ISABELLA
Corre a perdifiato nella notte, incurante dell’oscurità che pare volerla inghiottire, ad ogni respiro il fiato corto le esce dalla bocca formando dense nuvole di vapore caldo e una fitta intensa alla milza le rammenta di essere ancora viva, nonostante tutto.
Si passa le mani tra i capelli intrisi di umidità per allontanarli dagli occhi, poi si tocca il labbro inferiore e lo sente gonfio e tumefatto, segno tangibile che quello che sta vivendo non è un incubo, ma la più terrificante delle realtà.
La borsa a tracolla batte ritmicamente sulla coscia destra, come a scandire il tempo e i piedi sembrano affondare ad ogni passo nel terreno sconnesso e cedevole.
Giunge davanti ad un bivio e si costringe a fermarsi un istante, si piega leggermente in avanti, poggia le mani sulle ginocchia nel tentativo di riempire i polmoni d’ossigeno, poi si guarda furtivamente alle spalle e riprende a correre proseguendo verso destra.

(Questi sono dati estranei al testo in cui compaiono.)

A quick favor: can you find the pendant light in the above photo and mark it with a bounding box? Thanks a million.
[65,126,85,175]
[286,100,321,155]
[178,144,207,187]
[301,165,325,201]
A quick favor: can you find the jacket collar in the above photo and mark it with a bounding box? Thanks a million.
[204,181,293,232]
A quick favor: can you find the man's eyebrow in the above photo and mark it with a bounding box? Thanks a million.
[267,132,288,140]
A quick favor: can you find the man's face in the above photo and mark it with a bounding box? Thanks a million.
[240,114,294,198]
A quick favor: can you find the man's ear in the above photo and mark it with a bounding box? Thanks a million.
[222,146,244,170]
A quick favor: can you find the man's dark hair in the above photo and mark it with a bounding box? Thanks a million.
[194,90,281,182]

“Dove accidenti mi trovo?” pensa.
Uscendo di casa poche ore prima, si era diretta alla fermata degli autobus, troppo sconvolta per poter guidare, e aveva acquistato un biglietto per la destinazione più lontana.

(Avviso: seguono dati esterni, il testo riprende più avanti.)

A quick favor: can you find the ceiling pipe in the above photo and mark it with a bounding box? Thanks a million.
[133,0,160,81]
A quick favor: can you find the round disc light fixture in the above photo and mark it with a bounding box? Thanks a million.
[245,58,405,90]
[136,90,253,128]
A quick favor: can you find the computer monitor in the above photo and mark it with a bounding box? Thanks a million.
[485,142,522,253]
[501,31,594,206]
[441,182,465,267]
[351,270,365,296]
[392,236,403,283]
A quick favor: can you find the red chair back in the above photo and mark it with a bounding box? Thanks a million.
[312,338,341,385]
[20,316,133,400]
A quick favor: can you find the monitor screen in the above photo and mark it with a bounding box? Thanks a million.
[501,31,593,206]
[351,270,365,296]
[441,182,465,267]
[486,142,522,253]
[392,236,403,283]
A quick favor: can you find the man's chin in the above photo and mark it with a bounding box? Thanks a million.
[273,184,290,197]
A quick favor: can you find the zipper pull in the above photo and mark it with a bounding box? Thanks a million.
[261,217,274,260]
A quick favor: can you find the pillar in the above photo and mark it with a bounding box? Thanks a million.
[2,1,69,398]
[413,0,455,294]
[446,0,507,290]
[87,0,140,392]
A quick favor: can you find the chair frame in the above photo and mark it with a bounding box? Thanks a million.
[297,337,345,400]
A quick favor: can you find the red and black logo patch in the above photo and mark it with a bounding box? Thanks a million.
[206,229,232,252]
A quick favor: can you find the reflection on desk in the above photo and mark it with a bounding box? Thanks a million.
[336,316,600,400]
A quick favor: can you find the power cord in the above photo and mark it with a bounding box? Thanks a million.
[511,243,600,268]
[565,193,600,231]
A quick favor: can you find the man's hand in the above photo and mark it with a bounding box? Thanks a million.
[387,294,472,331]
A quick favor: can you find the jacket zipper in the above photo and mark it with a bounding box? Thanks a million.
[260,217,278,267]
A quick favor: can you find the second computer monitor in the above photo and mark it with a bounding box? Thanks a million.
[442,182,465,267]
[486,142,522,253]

Dopo due ore di viaggio, era scesa e senza esitare aveva cominciato a correre, convinta che presto lui si sarebbe svegliato e l’avrebbe cercata fino in capo al mondo.
“Stavolta non torno indietro” pensa tra sé “ ho ventanni maledizione se voglio posso continuare a correre per ore, non lascerò che mi riporti con sé, non questa volta”.